With its corporate debt surging to a whopping 165 percent of GDP last year, Beijing currently faces an unparalleled predicament. The state has to allow a wider default wave to act as a cleansing mechanism for the entire corporate sector. However, doing so removes the implicit state backing that has served as a multi-decadal lynchpin for SOEs, thereby, forcing investors to price credit risk based on fundamentals and creating massive upheavals throughout China’s financial, industrial and technological base. Given that China values few things – if any – above stability, this option will not be palatable to a significant proportion of Chinese policymakers. Consequently, as an epitome of a herculean task, China has been trying to selectively remove the safety net of state backing for its corporate sector in a manner that balances the need for a financial cleansing with its preference for maintaining broader stability.
Despite the grave circumstances, some analysts remain upbeat and assert the absence of a systemic debt crisis in China, at least based on publicly available information at present. The S&P Global Ratings said in November that the onshore default rate in China this year is expected to remain at 0.5 percent – the same level as last year’s.
“Rising defaults should be a natural part of credit-market cycle,” said Anne Zhang, head of Asia fixed income for JPMorgan Private Bank. “It is long-term positive for any market to develop a good pricing mechanism for risks.”
Optimistic analyst commentary aside, the present debt situation in China poses grave ramifications not just for the country itself but also for the health of the global economy. We have been discussing China’s debt black hole for a number of years now (read our pertinent coverage here). Bear in mind that the reason why some analysts have termed the Asian giant’s debt pile a literal black hole is because of the unparalleled opacity surrounding it. We do not know for sure its exact magnitude and, therefore, number crunching based on this incomplete information can only be reliable to a certain extent. Should China’s default wave start to cascade and become insurmountable even for Beijing’s considerable financial arsenal, it can unleash a global upheaval. Readers should remember that China holds over $1 trillion of U.S. government securities and may opt for a quick liquidation of at least a part of these reserves in order to bolster its kitty during such a crisis. As a refresher, when the supply of bonds increases, their prices decline while yields rise. Consequently, interest rates in the U.S. may face significant upward pressure in the face of such an eventuality. Moreover, a systemic debt crisis in China will certainly roil global business sentiment and may even precipitate a world-wide recession.

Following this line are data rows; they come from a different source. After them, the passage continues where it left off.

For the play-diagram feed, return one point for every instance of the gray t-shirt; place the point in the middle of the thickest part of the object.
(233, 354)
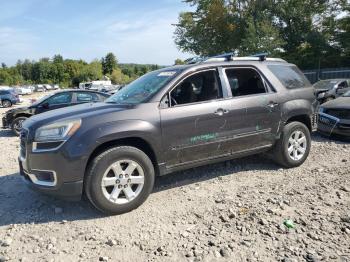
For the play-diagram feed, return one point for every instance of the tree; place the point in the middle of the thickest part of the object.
(109, 62)
(117, 77)
(301, 31)
(213, 28)
(178, 61)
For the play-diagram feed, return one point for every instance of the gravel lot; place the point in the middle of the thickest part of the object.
(232, 211)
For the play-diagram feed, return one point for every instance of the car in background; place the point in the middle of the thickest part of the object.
(327, 90)
(13, 118)
(334, 117)
(8, 97)
(24, 90)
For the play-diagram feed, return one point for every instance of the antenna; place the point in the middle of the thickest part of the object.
(261, 56)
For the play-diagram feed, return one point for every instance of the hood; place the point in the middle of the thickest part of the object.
(72, 112)
(17, 110)
(340, 102)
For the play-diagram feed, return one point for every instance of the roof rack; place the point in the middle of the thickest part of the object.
(233, 57)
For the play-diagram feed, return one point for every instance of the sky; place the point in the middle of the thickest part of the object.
(135, 31)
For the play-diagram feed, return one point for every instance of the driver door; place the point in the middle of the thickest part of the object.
(193, 120)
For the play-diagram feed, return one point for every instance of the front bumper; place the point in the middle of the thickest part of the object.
(332, 126)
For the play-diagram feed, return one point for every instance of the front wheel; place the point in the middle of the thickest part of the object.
(17, 125)
(293, 147)
(6, 103)
(119, 180)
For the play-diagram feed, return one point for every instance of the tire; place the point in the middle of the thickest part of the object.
(6, 103)
(16, 125)
(288, 159)
(104, 168)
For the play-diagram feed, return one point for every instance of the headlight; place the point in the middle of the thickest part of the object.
(57, 131)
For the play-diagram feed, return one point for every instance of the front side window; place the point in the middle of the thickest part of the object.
(203, 86)
(245, 81)
(62, 98)
(290, 76)
(144, 88)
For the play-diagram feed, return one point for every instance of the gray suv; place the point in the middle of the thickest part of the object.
(168, 120)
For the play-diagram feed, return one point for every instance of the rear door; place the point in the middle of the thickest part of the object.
(253, 110)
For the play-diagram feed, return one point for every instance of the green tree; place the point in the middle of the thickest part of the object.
(109, 63)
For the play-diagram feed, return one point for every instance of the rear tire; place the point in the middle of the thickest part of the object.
(6, 103)
(293, 147)
(119, 180)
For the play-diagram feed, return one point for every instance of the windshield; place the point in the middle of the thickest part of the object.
(37, 102)
(347, 94)
(325, 84)
(143, 88)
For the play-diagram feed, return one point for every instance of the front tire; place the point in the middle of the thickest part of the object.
(16, 125)
(119, 180)
(293, 147)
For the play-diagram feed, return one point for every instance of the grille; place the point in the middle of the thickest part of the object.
(339, 113)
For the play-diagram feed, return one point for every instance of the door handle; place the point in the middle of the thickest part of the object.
(272, 104)
(221, 112)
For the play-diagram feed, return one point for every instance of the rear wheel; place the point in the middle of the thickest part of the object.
(6, 103)
(119, 180)
(17, 125)
(292, 149)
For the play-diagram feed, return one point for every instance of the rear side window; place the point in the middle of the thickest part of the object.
(245, 81)
(290, 76)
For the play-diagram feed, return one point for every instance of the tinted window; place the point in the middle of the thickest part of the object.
(199, 87)
(290, 76)
(87, 97)
(62, 98)
(143, 88)
(245, 81)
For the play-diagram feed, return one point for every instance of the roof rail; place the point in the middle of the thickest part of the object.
(232, 57)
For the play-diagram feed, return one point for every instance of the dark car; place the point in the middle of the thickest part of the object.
(327, 90)
(334, 117)
(8, 97)
(13, 118)
(168, 120)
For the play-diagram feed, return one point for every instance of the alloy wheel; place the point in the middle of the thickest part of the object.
(123, 181)
(297, 145)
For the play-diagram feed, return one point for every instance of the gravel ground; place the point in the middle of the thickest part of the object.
(232, 211)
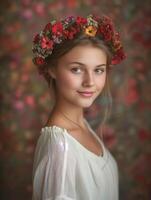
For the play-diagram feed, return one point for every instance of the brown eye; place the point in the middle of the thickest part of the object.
(99, 70)
(76, 70)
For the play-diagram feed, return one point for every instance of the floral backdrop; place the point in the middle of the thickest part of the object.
(25, 100)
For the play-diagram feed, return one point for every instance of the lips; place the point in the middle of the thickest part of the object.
(86, 93)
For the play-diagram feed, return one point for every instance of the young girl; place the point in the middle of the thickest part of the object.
(71, 161)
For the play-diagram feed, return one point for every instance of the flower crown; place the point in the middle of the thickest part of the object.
(55, 33)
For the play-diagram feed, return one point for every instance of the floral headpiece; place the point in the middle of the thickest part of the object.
(67, 29)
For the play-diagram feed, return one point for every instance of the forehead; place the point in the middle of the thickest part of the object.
(87, 54)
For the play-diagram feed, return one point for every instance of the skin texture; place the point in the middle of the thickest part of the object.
(81, 69)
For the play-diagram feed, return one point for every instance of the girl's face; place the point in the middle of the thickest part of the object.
(80, 75)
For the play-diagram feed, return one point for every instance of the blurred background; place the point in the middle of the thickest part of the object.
(25, 101)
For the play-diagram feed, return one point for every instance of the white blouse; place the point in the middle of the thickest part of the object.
(66, 170)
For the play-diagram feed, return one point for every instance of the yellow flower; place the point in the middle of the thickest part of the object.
(91, 31)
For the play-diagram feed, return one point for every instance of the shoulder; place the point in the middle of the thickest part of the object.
(50, 139)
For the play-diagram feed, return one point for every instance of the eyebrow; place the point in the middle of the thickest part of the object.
(79, 63)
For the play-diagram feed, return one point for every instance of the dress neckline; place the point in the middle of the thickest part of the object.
(101, 155)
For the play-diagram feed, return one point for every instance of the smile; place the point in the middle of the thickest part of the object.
(86, 94)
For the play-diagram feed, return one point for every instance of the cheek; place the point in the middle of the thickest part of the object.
(67, 81)
(100, 82)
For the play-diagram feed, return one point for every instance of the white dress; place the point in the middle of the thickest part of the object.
(65, 170)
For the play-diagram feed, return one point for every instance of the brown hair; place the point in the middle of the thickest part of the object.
(65, 47)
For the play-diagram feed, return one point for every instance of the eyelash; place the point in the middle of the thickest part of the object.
(74, 70)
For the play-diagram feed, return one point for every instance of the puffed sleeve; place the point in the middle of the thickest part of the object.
(54, 167)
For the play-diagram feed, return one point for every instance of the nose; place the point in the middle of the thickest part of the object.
(88, 79)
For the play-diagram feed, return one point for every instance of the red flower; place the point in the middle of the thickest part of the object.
(57, 28)
(81, 20)
(39, 61)
(47, 27)
(36, 38)
(46, 43)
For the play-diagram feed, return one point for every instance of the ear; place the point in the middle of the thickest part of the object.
(52, 72)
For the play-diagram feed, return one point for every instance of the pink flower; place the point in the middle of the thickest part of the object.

Despite a concerted push by the Trump administration to reduce America’s reliance on China in general and the tech sector’s in particular, the Asian giant remains a key node in U.S. industrial and tech supply chains. Consequently, a cascading debt crisis in China will also disrupt American supply chains as firms serving as vital nodes go under. if this happens, it is reasonable to expect material downside for U.S. equities with the tech sector leading the fall. In today’s globalized business environment, if China sneezes, the world will catch a nasty cold!